3.4. Belanghebbende heeft in bezwaar en in beroep geen redenen aangevoerd waarom het bezwaarschrift buiten de termijn van zes weken is ingediend zodat niet kon worden beoordeeld of belanghebbende met betrekking tot het te laat indienen van het bezwaarschrift niet in verzuim is geweest. De rechtbank constateert dat belanghebbende bij de uitspraak op bezwaar erop is gewezen dat het bezwaar te laat is ingediend en dat zij in beroep de niet-ontvankelijkheid kan betwisten. Belanghebbende is naar het oordeel van de rechtbank daarmee in de gelegenheid gesteld om redenen aan te voeren waarom zij in het onderhavige geval niet in verzuim is geweest. Het had dan ook in de rede gelegen dat belanghebbende eventuele feiten en omstandigheden, zoals bedoeld in artikel 6:11 van de Awb, zou hebben aangevoerd in haar beroepschrift. Belanghebbende heeft dit niet gedaan.
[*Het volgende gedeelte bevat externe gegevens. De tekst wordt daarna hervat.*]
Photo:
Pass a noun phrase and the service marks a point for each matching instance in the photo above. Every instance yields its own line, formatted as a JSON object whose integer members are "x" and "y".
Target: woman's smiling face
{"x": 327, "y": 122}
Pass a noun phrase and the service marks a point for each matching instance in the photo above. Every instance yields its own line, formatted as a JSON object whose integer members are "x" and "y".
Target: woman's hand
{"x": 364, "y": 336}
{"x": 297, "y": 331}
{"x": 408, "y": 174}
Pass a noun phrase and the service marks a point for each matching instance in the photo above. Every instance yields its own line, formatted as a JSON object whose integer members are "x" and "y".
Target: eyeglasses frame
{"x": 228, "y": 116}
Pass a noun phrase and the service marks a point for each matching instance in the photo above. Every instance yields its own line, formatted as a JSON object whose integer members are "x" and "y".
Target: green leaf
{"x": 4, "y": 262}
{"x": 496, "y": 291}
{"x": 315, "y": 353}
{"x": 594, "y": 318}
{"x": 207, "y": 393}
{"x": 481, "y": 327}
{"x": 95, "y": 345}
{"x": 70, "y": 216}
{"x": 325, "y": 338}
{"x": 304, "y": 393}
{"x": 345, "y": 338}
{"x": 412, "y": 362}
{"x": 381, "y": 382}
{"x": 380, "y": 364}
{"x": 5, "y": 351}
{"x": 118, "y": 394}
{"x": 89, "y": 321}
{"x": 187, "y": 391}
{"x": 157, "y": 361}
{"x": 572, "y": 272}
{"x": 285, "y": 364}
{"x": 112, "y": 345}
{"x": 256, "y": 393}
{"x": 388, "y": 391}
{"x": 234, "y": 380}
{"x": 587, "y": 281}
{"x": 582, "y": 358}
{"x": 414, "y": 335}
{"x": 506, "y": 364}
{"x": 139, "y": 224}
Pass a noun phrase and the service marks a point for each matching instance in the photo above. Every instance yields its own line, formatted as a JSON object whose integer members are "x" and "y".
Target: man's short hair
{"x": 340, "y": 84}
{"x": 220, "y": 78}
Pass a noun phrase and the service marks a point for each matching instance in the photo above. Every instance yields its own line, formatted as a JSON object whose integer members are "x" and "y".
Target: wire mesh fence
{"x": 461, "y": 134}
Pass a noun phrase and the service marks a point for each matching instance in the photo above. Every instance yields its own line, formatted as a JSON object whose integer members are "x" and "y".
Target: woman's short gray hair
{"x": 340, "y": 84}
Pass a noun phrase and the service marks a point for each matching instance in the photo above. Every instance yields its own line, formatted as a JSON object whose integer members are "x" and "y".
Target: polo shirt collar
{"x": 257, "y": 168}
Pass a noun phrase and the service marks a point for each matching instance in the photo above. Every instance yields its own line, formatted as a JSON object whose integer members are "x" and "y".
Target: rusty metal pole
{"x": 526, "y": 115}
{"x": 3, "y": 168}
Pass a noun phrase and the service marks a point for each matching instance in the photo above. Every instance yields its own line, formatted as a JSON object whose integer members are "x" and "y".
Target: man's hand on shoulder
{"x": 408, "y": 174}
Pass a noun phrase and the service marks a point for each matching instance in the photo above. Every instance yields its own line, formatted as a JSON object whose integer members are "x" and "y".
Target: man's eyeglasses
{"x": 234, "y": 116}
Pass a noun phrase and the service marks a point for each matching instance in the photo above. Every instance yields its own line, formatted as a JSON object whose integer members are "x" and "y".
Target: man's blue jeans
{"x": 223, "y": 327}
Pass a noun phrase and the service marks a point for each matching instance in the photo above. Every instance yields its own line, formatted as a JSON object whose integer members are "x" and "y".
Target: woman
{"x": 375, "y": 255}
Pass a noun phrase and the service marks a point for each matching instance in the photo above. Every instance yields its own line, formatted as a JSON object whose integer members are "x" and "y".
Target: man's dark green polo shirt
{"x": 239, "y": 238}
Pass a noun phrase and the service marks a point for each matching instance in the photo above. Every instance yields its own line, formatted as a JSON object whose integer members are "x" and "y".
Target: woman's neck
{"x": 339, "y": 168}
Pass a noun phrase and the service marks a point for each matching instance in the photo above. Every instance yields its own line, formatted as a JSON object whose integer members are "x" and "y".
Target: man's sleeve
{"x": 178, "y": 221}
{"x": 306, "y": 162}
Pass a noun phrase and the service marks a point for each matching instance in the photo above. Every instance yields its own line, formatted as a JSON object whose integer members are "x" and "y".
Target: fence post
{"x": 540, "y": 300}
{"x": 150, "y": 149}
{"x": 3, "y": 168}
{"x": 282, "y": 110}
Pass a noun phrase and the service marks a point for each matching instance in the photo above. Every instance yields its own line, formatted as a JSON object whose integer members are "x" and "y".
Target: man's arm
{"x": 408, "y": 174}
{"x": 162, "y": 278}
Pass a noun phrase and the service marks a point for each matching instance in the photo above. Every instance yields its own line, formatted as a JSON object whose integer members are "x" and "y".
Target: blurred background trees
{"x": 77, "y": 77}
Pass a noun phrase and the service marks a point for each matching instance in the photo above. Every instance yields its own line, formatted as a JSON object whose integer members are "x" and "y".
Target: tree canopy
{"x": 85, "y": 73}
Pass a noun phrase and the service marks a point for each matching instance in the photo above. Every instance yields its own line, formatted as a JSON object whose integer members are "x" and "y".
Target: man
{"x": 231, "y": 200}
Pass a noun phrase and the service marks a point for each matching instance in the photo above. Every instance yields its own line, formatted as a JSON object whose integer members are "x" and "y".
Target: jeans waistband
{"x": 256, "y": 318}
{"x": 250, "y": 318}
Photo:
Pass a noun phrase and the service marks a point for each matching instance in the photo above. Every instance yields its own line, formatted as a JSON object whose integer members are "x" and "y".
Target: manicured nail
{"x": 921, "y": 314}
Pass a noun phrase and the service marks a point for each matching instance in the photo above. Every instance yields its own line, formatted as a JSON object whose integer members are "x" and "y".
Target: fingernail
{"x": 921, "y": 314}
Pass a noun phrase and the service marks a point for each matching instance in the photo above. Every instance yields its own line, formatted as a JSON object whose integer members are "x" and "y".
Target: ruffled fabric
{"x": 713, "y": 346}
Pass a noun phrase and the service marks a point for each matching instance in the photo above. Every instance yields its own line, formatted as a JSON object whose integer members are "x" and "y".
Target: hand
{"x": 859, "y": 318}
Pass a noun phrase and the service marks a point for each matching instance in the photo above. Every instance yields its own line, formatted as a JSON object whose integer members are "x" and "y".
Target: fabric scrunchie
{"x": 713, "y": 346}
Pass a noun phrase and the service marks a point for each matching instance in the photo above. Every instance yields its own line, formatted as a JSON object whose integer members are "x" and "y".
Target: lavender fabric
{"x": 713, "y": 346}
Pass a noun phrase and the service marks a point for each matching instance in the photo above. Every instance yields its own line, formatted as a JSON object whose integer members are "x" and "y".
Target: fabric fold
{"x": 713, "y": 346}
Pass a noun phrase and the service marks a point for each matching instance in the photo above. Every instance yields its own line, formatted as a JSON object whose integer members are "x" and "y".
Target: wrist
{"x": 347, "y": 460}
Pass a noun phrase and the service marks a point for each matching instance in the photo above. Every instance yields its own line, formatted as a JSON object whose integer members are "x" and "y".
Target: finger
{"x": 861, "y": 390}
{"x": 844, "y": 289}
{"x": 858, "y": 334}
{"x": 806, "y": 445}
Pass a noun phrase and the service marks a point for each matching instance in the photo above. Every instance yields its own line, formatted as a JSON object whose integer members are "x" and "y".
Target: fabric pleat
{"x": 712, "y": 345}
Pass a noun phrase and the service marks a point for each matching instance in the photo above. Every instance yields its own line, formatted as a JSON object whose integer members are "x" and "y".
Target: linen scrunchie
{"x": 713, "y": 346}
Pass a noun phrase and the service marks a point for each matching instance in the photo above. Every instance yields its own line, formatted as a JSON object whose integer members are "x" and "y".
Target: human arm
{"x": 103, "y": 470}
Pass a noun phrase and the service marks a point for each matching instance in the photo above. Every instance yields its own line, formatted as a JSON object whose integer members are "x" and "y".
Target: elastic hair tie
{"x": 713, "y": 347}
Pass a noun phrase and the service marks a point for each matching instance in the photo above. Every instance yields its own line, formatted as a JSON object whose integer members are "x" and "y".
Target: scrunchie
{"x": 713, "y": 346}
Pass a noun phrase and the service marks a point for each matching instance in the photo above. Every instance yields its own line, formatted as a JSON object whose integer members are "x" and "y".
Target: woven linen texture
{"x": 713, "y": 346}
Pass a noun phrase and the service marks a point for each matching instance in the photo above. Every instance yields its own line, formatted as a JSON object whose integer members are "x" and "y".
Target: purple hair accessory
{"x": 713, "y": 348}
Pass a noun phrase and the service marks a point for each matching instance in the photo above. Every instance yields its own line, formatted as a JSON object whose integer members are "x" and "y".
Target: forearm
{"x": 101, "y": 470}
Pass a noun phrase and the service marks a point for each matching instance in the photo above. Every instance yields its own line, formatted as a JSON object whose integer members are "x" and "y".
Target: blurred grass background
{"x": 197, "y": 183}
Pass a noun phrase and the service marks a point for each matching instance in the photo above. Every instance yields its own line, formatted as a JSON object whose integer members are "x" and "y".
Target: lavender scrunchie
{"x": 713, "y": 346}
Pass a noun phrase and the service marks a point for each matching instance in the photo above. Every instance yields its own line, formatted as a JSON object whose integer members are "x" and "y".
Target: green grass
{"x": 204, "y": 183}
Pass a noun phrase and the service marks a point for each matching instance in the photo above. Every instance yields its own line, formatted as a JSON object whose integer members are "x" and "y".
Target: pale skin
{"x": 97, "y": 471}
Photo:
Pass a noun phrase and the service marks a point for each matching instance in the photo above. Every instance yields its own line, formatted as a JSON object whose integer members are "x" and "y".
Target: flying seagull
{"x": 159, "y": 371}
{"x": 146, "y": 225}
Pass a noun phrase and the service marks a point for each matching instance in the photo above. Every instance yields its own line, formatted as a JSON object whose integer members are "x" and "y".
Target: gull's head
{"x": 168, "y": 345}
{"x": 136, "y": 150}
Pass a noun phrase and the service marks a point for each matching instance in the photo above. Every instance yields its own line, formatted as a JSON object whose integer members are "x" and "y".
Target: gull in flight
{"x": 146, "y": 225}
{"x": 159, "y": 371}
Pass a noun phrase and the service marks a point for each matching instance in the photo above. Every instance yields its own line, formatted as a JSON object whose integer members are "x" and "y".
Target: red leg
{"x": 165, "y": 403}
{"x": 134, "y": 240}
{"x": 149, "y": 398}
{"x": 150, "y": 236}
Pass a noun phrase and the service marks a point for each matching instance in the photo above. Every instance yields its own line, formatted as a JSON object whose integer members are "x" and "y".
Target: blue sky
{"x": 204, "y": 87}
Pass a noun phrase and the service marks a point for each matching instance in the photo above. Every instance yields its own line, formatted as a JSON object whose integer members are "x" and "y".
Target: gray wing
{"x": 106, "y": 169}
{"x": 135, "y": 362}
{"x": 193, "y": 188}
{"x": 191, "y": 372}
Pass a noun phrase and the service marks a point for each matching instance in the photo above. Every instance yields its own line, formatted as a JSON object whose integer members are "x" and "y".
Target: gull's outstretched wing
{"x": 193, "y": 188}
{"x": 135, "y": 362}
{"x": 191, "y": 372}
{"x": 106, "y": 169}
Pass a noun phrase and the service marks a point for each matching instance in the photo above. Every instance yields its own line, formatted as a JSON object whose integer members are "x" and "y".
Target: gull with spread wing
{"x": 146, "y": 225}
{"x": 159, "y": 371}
3.5. Belanghebbende heeft in haar verzetschrift voor het eerst redenen aangevoerd waarom het bezwaarschrift door haar niet te laat zou zijn ingediend. In het verzetschrift merkt belanghebbende op dat zij vermoedt dat vanwege het faillissement van haar echtgenoot de post is opgehouden door de curator.

3.6. Wat hier ook van zij, de rechtbank is van oordeel dat nu belanghebbende eerst in haar verzetschrift redenen aanvoert waarom het bezwaarschrift naar haar mening tijdig is ingediend, dit verweer haar niet meer baat. Immers in verzet staat slechts ter beoordeling of de rechtbank het beroep terecht kennelijk ongegrond heeft bevonden. Nu belanghebbende de door haar aangevoerde omstandigheden niet uiterlijk in het beroepschrift heeft vermeld, terwijl zij wel op de te late indiening van het bezwaarschrift was gewezen, kon de rechtbank redelijkerwijs oordelen dat het beroep kennelijk ongegrond was. De rechter in de verzetsprocedure kan in het onderhavige geval dan ook slechts oordelen dat de rechtbank terecht tot een vereenvoudigde behandeling van het beroep van belanghebbende is overgegaan.

3.7. De rechtbank ziet geen aanleiding voor een proceskostenveroordeling.

4. Beslissing

De rechtbank verklaart het verzet ongegrond.

Deze uitspraak is gedaan op 6 maart 2008 door mr. C.A.F.M. Stassen, rechter, en op dezelfde dag in het openbaar uitgesproken in tegenwoordigheid van mr. M. Jansen, griffier.

Afschrift aangetekend verzonden aan belanghebbende en de wederpartij in het bodemgeschil op:

Rechtsmiddel

Tegen deze uitspraak kunnen belanghebbende en de wederpartij in het bodemgeschil binnen zes weken na de verzenddatum beroep in cassatie instellen bij de Hoge Raad der Nederlanden (belastingkamer), Postbus 20303, 2500 EH Den Haag

Bij het instellen van beroep in cassatie dient het volgende in acht te worden genomen:

1 - bij het beroepschrift wordt een afschrift van deze uitspraak overgelegd.

2 - het beroepschrift moet ondertekend zijn en ten minste het volgende vermelden:

a. de naam en het adres van de indiener;

b. een dagtekening;

c. een omschrijving van de uitspraak waartegen het beroep in cassatie is ingesteld;

d. de gronden van het beroep in cassatie.